Dua bulan telah berlalu namun aku belum mampu terbiasa dengan perpisahan kami. Aku telah menutup pintu hati  dan konsekwensinya pemandangan seperti ini harus kunikmati tanpa keluhan. Erga bukan lagi kekasihku. Dia bebas bersama perempuan manapun termasuk Bianca. 

Perempuan itu memberikan tas miliknya pada Erga ketika melewati gedung perkuliahan. Aku mengumpat dalam hati saat ketiganya berputar ke arah kantin. Sisa asap rokok masih mengepul  sebelum aku sempat mematikan rokok. 

Aku pura-pura sibuk memainkan ponselku. Berharap Adisti segera datang dan menyelamatkanku dari situasi canggung. 

"Belum pulang, Sya?" sapa Wisnu ketika ketiganya menghampiriku.
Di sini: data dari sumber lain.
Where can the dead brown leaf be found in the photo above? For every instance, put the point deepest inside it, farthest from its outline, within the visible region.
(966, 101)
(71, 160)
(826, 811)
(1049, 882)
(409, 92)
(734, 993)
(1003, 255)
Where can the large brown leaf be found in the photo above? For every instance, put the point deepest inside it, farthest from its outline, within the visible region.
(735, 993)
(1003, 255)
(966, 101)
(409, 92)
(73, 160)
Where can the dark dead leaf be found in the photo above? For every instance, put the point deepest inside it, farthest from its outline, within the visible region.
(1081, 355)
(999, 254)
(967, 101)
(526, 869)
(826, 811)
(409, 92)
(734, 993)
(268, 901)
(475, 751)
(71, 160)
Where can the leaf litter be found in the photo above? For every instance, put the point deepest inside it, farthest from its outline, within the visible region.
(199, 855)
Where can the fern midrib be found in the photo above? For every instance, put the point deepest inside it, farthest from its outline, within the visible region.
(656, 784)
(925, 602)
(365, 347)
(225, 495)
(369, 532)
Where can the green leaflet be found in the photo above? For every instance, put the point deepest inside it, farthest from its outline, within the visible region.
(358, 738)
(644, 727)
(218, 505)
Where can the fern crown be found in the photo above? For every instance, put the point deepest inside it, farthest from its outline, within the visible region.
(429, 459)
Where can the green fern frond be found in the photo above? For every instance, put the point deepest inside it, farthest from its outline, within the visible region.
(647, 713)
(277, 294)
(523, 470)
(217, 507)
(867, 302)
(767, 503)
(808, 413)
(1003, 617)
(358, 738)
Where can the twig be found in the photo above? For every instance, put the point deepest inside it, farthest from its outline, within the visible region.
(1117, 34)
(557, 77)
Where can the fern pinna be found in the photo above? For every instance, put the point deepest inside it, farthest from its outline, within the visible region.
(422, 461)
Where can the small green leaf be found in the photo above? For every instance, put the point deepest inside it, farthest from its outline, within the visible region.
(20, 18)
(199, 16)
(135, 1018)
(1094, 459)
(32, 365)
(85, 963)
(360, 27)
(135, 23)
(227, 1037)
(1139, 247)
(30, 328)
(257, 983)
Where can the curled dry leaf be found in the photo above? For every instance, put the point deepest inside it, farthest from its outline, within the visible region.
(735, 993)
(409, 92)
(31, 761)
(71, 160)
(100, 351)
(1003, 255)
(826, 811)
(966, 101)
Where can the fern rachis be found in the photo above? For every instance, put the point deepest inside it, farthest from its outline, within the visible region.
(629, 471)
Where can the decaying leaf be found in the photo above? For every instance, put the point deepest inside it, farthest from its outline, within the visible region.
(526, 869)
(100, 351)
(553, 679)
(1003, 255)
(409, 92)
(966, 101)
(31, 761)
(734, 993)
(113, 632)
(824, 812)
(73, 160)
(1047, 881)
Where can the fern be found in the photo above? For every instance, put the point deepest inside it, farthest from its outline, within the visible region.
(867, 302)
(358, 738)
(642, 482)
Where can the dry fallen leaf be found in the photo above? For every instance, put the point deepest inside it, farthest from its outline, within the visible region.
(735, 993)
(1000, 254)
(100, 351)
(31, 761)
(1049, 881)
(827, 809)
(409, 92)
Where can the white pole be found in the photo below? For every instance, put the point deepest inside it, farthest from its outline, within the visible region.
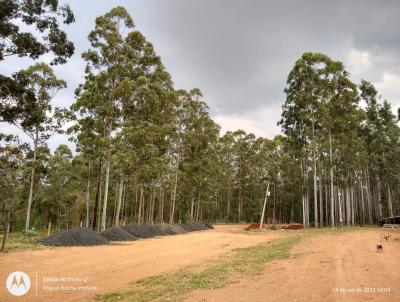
(264, 205)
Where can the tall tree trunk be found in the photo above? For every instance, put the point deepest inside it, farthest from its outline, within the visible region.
(88, 196)
(108, 159)
(362, 202)
(171, 216)
(321, 202)
(198, 207)
(315, 181)
(119, 202)
(340, 207)
(348, 215)
(390, 205)
(97, 199)
(191, 209)
(140, 205)
(31, 186)
(331, 176)
(379, 198)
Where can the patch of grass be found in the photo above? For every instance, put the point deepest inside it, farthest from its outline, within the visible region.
(19, 241)
(172, 287)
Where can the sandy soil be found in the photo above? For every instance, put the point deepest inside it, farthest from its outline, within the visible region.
(319, 268)
(111, 267)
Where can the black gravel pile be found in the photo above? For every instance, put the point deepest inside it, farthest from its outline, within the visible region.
(138, 231)
(75, 237)
(208, 225)
(118, 234)
(171, 229)
(177, 228)
(155, 229)
(194, 226)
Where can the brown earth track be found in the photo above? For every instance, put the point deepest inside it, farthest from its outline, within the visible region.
(319, 266)
(113, 266)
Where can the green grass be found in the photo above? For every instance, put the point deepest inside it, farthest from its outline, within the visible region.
(18, 241)
(173, 286)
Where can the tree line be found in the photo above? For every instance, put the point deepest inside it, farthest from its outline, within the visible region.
(147, 152)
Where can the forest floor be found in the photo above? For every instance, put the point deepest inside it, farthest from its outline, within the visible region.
(309, 265)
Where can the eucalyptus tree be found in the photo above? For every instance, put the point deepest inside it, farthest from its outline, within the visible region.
(302, 111)
(44, 36)
(38, 121)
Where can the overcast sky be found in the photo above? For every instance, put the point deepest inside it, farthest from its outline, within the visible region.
(239, 52)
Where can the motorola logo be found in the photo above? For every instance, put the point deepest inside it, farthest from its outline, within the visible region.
(18, 283)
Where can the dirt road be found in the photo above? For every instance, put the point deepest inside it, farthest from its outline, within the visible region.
(106, 268)
(324, 267)
(343, 267)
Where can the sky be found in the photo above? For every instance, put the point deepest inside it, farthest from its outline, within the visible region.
(239, 53)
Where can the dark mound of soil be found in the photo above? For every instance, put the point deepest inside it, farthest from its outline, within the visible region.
(170, 229)
(208, 225)
(118, 234)
(138, 231)
(74, 237)
(155, 229)
(194, 226)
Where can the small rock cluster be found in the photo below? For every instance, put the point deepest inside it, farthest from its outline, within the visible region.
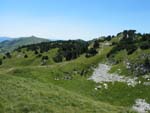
(101, 75)
(141, 106)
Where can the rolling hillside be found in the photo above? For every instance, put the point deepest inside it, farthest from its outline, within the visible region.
(55, 76)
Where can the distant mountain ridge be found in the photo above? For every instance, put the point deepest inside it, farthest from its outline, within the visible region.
(4, 39)
(8, 45)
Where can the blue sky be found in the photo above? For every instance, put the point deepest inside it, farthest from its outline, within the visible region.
(72, 19)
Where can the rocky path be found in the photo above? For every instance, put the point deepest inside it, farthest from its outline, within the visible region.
(101, 75)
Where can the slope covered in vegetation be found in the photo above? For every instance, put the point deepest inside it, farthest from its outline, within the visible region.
(54, 75)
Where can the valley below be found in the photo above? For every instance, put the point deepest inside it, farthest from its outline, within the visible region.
(105, 75)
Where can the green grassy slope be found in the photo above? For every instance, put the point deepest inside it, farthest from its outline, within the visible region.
(34, 88)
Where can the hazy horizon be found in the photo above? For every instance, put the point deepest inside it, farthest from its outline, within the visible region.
(72, 19)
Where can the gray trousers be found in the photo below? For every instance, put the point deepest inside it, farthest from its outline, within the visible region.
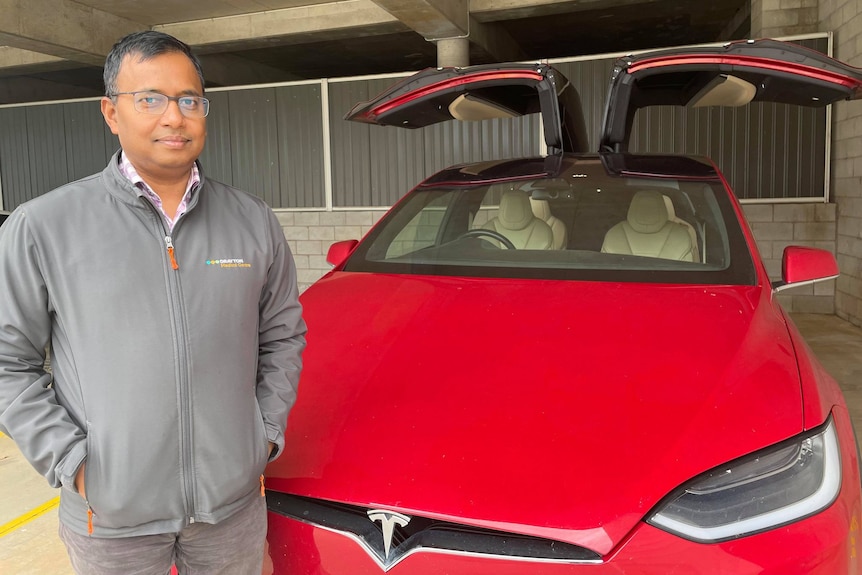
(233, 547)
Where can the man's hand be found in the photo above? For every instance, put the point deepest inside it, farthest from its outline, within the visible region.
(79, 481)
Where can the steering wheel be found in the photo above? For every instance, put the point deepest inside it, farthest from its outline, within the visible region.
(478, 232)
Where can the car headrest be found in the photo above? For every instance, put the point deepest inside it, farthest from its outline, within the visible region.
(515, 211)
(541, 209)
(647, 212)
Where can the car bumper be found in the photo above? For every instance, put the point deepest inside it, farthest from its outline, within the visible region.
(825, 544)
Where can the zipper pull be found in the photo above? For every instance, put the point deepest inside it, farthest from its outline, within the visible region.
(170, 245)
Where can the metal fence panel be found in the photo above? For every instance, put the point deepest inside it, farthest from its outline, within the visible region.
(14, 157)
(300, 136)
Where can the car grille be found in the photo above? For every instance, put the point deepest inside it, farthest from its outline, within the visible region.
(423, 534)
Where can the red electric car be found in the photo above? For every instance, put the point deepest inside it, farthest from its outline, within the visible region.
(570, 364)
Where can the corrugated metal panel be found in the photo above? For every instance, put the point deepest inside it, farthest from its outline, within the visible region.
(14, 157)
(351, 144)
(300, 136)
(85, 139)
(46, 145)
(112, 142)
(269, 141)
(254, 158)
(463, 142)
(216, 157)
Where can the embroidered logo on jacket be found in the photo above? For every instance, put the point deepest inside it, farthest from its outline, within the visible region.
(229, 263)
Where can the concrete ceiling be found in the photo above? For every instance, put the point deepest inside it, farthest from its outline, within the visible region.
(54, 49)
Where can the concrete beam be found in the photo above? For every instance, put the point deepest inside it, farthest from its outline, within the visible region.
(62, 28)
(14, 61)
(19, 89)
(497, 10)
(496, 41)
(232, 70)
(432, 19)
(303, 24)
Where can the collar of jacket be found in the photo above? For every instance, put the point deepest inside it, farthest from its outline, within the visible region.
(125, 191)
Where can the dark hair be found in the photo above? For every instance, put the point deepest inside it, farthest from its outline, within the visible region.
(147, 44)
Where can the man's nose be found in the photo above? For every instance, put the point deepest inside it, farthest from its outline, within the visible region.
(172, 114)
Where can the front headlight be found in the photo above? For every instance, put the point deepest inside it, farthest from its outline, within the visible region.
(773, 487)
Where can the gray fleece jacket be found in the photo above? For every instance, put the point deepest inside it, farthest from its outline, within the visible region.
(170, 376)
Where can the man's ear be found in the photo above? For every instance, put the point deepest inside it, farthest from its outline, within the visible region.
(109, 111)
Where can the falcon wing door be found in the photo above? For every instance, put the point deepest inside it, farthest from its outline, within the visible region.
(730, 75)
(483, 92)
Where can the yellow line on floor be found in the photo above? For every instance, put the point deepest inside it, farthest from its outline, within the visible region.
(29, 516)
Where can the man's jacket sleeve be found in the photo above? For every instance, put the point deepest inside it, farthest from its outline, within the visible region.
(29, 411)
(281, 340)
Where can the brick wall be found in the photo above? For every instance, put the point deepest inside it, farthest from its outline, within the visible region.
(844, 19)
(309, 235)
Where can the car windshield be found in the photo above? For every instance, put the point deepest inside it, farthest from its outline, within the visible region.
(586, 224)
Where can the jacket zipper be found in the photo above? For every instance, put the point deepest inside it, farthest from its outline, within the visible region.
(176, 311)
(170, 245)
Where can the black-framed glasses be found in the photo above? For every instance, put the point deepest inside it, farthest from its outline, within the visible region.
(156, 103)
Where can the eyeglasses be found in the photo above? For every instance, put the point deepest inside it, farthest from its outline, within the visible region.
(156, 103)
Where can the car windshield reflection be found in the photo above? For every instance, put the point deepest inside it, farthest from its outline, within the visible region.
(584, 226)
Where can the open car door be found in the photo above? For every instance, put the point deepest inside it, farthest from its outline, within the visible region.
(479, 93)
(733, 74)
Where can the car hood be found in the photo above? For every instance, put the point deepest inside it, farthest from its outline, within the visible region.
(558, 409)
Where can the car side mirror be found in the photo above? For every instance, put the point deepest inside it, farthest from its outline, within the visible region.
(800, 266)
(339, 251)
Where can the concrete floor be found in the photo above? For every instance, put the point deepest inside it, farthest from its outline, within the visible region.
(28, 515)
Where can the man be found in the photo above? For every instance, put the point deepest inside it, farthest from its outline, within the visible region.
(170, 303)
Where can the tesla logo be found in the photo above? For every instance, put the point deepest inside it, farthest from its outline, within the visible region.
(388, 519)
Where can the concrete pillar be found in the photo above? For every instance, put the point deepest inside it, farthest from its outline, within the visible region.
(453, 52)
(776, 18)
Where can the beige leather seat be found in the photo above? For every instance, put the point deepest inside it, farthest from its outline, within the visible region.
(671, 215)
(516, 221)
(542, 210)
(648, 231)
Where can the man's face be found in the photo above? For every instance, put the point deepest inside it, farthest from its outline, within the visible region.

Erga memperhatikan sisa batang rokok di lantai. 

Kulepas earphone lalu memasukannya ke dalam tas . "Lagi nunggu Adisti, Kang."

"Oh gitu, Akang ke sana dulu ya." Dia menunjuk meja di sebelahku. 

Erga menepis lengan Ferdi lalu menyeret kursi di hadapanku. Wajahnya mengeras. Kedua alisnya bertaut melengkapi sorot tajam. Dia jelas tidak menyukai pemandangan yang baru saja dilihatnya. "Bukankah aku sudah mengikuti permintaanmu mengakhiri hubungan kita. Dan ini caramu move on? Menyakiti dirimu sendiri dengan benda-benda sialan itu?"

"Kamu tak punya hak mengaturku!"

"Aku memang nggak  berhak mengaturmu tapi kamu pun nggak bisa melarangku peduli pada orang yang kusayang toh aku tetap menghargai statusmu yang baru," geramnya dibalik sikap dingin. 

Air mataku mengalir, tidak lagi sanggup menahan luapan emosi. "Hentikan sandiwaramu seolah masih peduli padaku. Kata-kata dan perbuatanmu bertolak belakang. Kisah kita adalah cerita usang dalam perjalananmu. Aku nggak akan terjebak dua kali. Kamu bahkan sudah memiliki pacar baru, kan," tuduhku asal sambil menyeka air mata. 

Kening Erga berkerut. "Pacar? Maksudmu Bianca? Ada masalah kalau kami kembali bersama. Kamu sendiri yang bilang hubungan kita telah berakhir. Benar, kan?"

Tubuhku bangkit, tidak ingin mendengar kelanjutan ucapannya. "Aku benci padamu."

"Silahkan benci aku sepuasmu." Erga menyeret kursinya. Tubuh tingginya menjulang di hadapanku. "Tapi kali ini bersiaplah lebih membenciku. Dua bulan lebih aku menjauh hanya untuk mendapatimu berubah menjadi sosok lain. Aku sudah muak menurutimu. Berlarilah kalau sanggup karena aku akan mengejarmu melebihi kegilaan yang pernah kamu lihat sebelumnya. Satu lagi, gunakan akal sehatmu ketika bersenang-senang di klub malam."

tbc

Halo semua. Maaf ya kalau belakangan ini updatenya lebih lama. Kesibukan di dunia nyata agak chaos jadi author agak kesulitan buat nulis. Tapi semoga part ini bisa sedikit menghibur, kalau belum tolong di maafkan ya hehehe. Selamat malam.